Böyle bir anlayışı sergileyen insan tipi elbette her yerde olabildiği gibi Adalar’da da olabilir. Olmaması gereken şey böyle bir anlayışı ifade ve temsil edenlerin kabul görmesidir.
Adalar Vakfı’nın en azından son 10 yıl içinde Adalar İlçesi’yle ilgili neler yaptığı ya da neler yapmadığı düşünülecek olursa vakıf başkanının sözlerine şaşmamak gerekir. AKK konusunda ve belediyelerle ilişkilerde bu tür insanların zihin yapısı tam da böylesi hukuka aykırı, her türlü iktidardan yana davranışlara uygundur. İktidarların, hükümetlerin, devlet kurumlarının, belediyelerin iyi ya da kötü ve ne yazık ki genellikle kötü yaptıklarının hepsine katılırlar. Bu anlayış ve davranış içinde olanların iyi bir şey yapmaları biat ederek birlikte çalıştıkları iktidarların iyi bir şey yapmaları tesadüfüne bağlıdır.

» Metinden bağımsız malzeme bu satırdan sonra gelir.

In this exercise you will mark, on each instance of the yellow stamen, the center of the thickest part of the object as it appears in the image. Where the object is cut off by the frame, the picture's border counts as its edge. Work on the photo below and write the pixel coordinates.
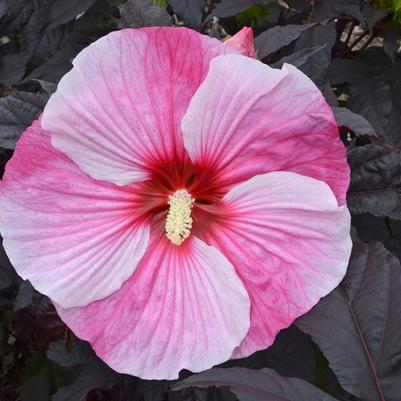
(179, 220)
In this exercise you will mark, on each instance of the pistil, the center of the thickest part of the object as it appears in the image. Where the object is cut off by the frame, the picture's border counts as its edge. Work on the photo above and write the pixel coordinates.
(179, 220)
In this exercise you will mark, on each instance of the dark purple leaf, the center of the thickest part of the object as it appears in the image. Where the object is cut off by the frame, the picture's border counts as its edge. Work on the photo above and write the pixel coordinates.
(12, 68)
(17, 111)
(36, 387)
(390, 43)
(358, 325)
(140, 13)
(321, 35)
(301, 59)
(343, 71)
(291, 355)
(375, 181)
(371, 98)
(355, 122)
(256, 385)
(229, 8)
(92, 372)
(334, 8)
(191, 11)
(277, 37)
(63, 11)
(24, 296)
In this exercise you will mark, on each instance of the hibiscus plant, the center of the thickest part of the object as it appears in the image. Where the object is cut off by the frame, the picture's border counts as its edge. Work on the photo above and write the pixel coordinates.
(200, 200)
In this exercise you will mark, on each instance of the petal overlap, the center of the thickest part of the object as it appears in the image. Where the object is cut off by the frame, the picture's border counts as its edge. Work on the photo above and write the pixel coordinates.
(289, 242)
(247, 119)
(119, 110)
(76, 239)
(184, 308)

Son bir not olarak şuna da işaret etmek gerekiyor:
2019 yılında iki kez yapılan AKK genel kurulunun belediye başkanı tarafından iptal edilen ilk toplantısında Adalar Vakfı (Halim Bulutoğlu) dahil toplantının iptalini protesto ederek ikinci toplantıya katılmayanlarda hukuk ve yasa ilkelerine bağlı hiçbir ilkesel anlayış sözkonusu değildi eğer öyle olsaydı bunu İAKTVKD gibi daha o ilk toplantıdan önce yaparlardı. Bu grubun protestosunun nedeni AKK yönetim kurulu için kendi listelerini kabul ettiremeyişleriydi ve kendi listeleri de 2014 AKK yönetiminin devamından başka bir şey değildi. Bulutoğlu her zamanki gibi laf oyunlarıyla anlattığı gerçeğe aykırı hikâyelere herkesin inanacağını sanıyorsa yanılıyor. Kendisi iktidar olmayınca bir süre küskün oturup şimdi belediyelerle yeni anlaşmaların eşiğinde barış perisi rolüne soyunmasının herhangi hukuk ya da demokrasi ilkesiyle en ufak bir ilgisi yoktur; yönetime ortak olarak iktidardan pay almak istiyor, hepsi bu. Berikilerin, belediyelerin de böyle ilkesiz arabulucu rolünde hem müşteri hem satıcı olabilenlere ihtiyacı var.